La proposta già più volte da me avanzata in altre sedi, è quella di codificare in costituzione l’elezione diretta del primo ministro. Emulando così il sistema del premierato britannico, che deve però tradursi in una norma della costituzione scritta (a differenza di quella britannica, che invece scritta non è). Sappiamo bene, infatti, che in Gran Bretagna vi è una constitutional convention non derogabile né eludibile: è quella che vuole premier il leader del partito che vince le elezioni, così che gli elettori votano per il partito, nei collegi uninominali, sapendo così di votare anche per il premier.
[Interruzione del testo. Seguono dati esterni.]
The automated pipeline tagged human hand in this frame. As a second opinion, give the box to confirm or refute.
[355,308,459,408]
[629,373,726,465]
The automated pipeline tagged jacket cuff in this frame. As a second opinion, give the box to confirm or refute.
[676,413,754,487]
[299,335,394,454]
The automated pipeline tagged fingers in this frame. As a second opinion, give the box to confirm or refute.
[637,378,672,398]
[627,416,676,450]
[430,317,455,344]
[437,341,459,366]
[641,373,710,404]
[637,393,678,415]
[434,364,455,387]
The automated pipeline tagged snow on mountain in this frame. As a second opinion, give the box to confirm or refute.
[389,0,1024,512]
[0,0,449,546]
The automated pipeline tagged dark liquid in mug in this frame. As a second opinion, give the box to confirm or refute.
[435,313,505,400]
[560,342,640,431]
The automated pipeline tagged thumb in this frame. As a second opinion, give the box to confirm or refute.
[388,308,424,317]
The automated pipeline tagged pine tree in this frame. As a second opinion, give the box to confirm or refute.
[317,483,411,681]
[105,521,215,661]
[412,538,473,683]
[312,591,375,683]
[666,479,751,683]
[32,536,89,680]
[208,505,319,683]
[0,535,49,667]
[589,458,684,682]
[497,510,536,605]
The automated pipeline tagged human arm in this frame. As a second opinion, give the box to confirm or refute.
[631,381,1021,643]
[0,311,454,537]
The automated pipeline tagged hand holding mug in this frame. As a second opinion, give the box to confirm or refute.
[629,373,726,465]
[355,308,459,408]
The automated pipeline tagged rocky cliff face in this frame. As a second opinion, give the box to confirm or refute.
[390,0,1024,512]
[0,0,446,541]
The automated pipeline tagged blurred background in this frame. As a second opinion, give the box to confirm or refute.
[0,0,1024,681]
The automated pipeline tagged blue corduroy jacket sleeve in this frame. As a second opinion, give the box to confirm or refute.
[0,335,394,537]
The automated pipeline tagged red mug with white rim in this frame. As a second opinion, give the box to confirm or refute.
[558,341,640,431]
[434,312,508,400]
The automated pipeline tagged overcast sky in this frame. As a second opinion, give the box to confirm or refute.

Si tratta di una forma di governo che rafforzerebbe la figura e il ruolo del capo del governo, il quale sarebbe l’effettivo titolare dell’indirizzo politico, con alcune prerogative costituzionali, quali il potere di scioglimento anticipato delle Camere e la revoca dei ministri. E con un Presidente della Repubblica, immutato nel suo ruolo e nelle sue prerogative, quale potere neutro e garante della costituzione. Il capo del governo dovrebbe essere sostenuto da una maggioranza parlamentare, espressione di un sistema elettorale che premia, con meccanismo maggioritario, la lista o le coalizioni di liste che sostengono il candidato primo ministro.

Ed eventualmente, ma non necessariamente, con la clausola, già presente a livello locale e regionale, del cd. simul stabunt simul cadent, e cioè che governo e parlamento nascono e cadono insieme. Pertanto, se le Camere sfiduciano il governo si autosciolgono, in modo che si possa tornare alle urne per eleggere nuovamente governo e parlamento. Altrimenti, si può prevedere il voto di “sfiducia costruttivo”, in cui, cioè, il parlamento può sfiduciare il capo del governo a condizione che lo sostituisca con un altro, fermo restando immutata la maggioranza politica e quindi parlamentare voluta dagli elettori.

Questa soluzione, se da un lato potrebbe dare al parlamento un ruolo comunque decisionale, posto che, comunque, il governo deve avere la fiducia del parlamento; dall’altro lato finirebbe però con indebolire la legittimazione elettorale del primo ministro, dal momento in cui ci sarebbe un altro capo del governo, che non fosse più espressione del voto diretto degli elettori. Insomma, luci e qualche ombra. Un governo scelto dal popolo per un governo di legislatura. Non è presidenzialismo ma neo-parlamentarismo. Ovvero un’evoluzione del sistema parlamentare, di cui conserva il rapporto fiduciario, che si sviluppa nel senso di garantire stabilità e restituire centralità alla sovranità popolare. Per avere governabilità senza comprimere la rappresentanza.